Phosphatidylethanolamine (PE) and the positive-inside rule. (left) A cytoplasmic domain is shown containing a mixture of negative and positive amino acids. PE is shown to suppress or neutralize the presence of negative residues ( yellow), which increases the effective positive charge potential, thus favoring retention on the cytoplasmic side of the membrane. (right) In the absence of PE, negative residues exert their full potential and result in translocation of a domain that exhibits a lower effective net positive charge.

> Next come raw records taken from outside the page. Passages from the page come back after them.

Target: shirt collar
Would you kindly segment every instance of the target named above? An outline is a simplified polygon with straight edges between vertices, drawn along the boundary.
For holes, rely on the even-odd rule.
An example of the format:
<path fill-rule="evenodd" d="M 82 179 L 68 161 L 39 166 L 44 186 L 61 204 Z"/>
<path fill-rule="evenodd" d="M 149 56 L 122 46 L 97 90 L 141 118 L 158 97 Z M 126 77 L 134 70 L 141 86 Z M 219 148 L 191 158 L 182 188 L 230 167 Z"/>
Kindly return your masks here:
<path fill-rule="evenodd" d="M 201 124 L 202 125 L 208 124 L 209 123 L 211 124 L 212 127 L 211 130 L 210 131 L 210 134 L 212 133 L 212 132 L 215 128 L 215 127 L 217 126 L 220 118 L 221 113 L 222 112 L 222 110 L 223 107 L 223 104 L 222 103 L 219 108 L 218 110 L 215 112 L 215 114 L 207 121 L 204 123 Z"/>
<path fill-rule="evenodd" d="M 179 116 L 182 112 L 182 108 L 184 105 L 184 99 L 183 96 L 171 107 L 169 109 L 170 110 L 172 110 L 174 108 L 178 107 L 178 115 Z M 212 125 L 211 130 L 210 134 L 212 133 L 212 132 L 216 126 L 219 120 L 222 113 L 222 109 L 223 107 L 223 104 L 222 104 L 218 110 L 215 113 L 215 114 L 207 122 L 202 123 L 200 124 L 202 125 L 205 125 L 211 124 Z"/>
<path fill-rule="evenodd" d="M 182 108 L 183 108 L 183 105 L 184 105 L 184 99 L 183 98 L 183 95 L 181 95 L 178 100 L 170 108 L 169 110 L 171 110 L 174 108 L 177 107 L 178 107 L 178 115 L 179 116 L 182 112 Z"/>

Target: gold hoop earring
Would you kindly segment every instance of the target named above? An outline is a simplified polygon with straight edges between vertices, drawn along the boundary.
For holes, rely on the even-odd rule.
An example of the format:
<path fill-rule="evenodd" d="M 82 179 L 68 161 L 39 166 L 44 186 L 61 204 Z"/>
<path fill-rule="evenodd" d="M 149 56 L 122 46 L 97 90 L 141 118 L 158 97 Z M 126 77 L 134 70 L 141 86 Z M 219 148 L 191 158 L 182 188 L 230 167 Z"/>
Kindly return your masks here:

The proton motive force (arrow) positive outward determines domain directional movement depending on the domain effective charge. Postassembly addition of PE changes the effective net charge of these domains and favors reorientation.

Figure 7

Distribution of charged amino acids in homologous sugar permeases. Sequence alignments are shown for E. coli (Ec) lactose (LacY), raffinose (RafB), and sucrose (CscB) permeases and for Klebsiella pneumoniae (Kp) and Citrobacter freundii (Cf ) lactose permeases. Positively or negatively charged amino acids are colored red or blue, respectively.

Figure 8

Distribution of charged amino acids in homologous amino acid permeases. Sequence alignments shown for E. coli γ-aminobutyrate permease (GabP), phenylalanine (PheP), lysine (LysP), and aromatic (AroP) permeases. Positively or negatively charged amino acids are colored with red or blue, respectively, and aromatic residues in TM III are colored purple.